Trever Talbert on Sawing and Shaping
I do a great deal of the shaping and styling of a pipe before any drilling is ever done, which is backward from what most pipemakers do. There is a reason for it, however.
Using a bandsaw and harsh sanding equipment, a stummel can be taken to a rough general shape in a short time. Most importantly, doing this prior to drilling means that any flaws in the block are exposed before the bowl shape is committed.
Many times in the past, I've drilled a good bowl and airhole only to find that a large hidden flaw came within millimeters of my bowl interior. This is tragic, because this means a sandpit fissure of 1/4" size could cause the waste of an entire block. By shaping first, I can identify any such flaws and re-work the bowl placement around them, even to the point of moving the bowl forward, backward, or sideways in the block. There's still a chance that the bowl interior will evidence some major flaw, but I'm able to get a good gauge of the likelihood of this by my observations in shaping the block. I leave a small flat area at the base of the bowl on each side, which is used for gripping by the jaws of the lathe chuck when drilling begins.
Here is the bandsaw from our Brittany shop, covered in dust and scraps as always.
I use my band saw to do some basic cutting and get rid of the largest chunks that aren't part of the pipe. I make a point to save the largest and best of these pieces for use in making briar rings and tamper descorations, and have a bucket full of them.

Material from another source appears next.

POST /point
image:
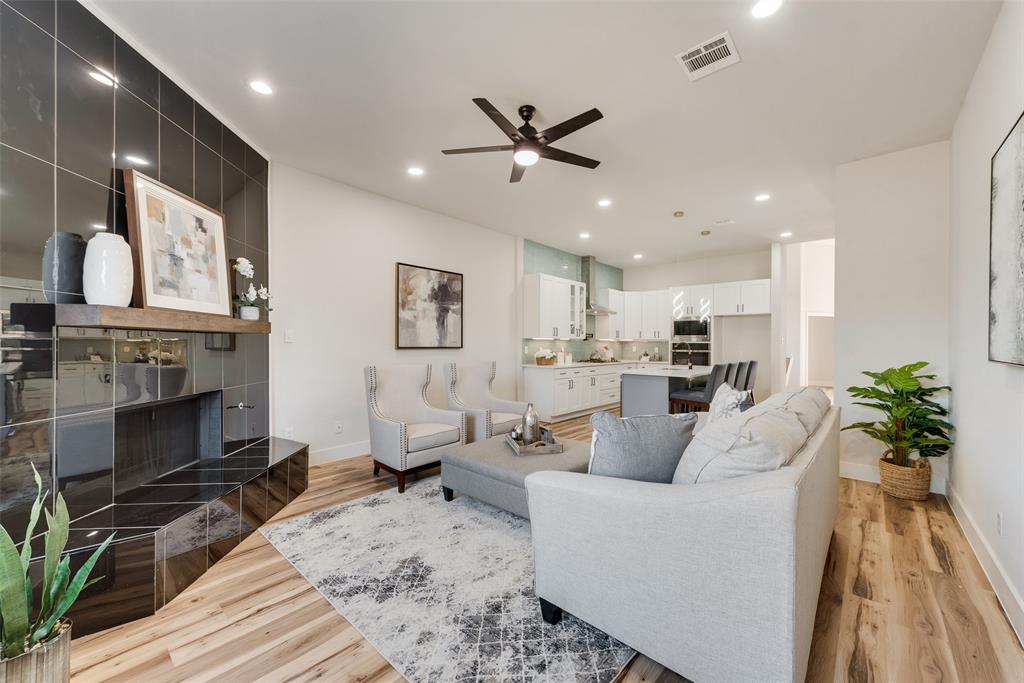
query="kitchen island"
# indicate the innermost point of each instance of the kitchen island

At this point I do a little more sawing on the bandsaw. I take off the thick sides of the shank and any other large chunks of wood that I'd rather not have become sawdust. Once I'm done with the bandsaw, I use a steel cutting wheel at high speed to rough shape the pipe. These wheels are extremely abrasive and can cut a large block to a pipe shape very quickly, though they are also hellishly dangerous to use..
The Rough Cutter
Here you see a rough-cutting shaping disk mounted at our sanding station.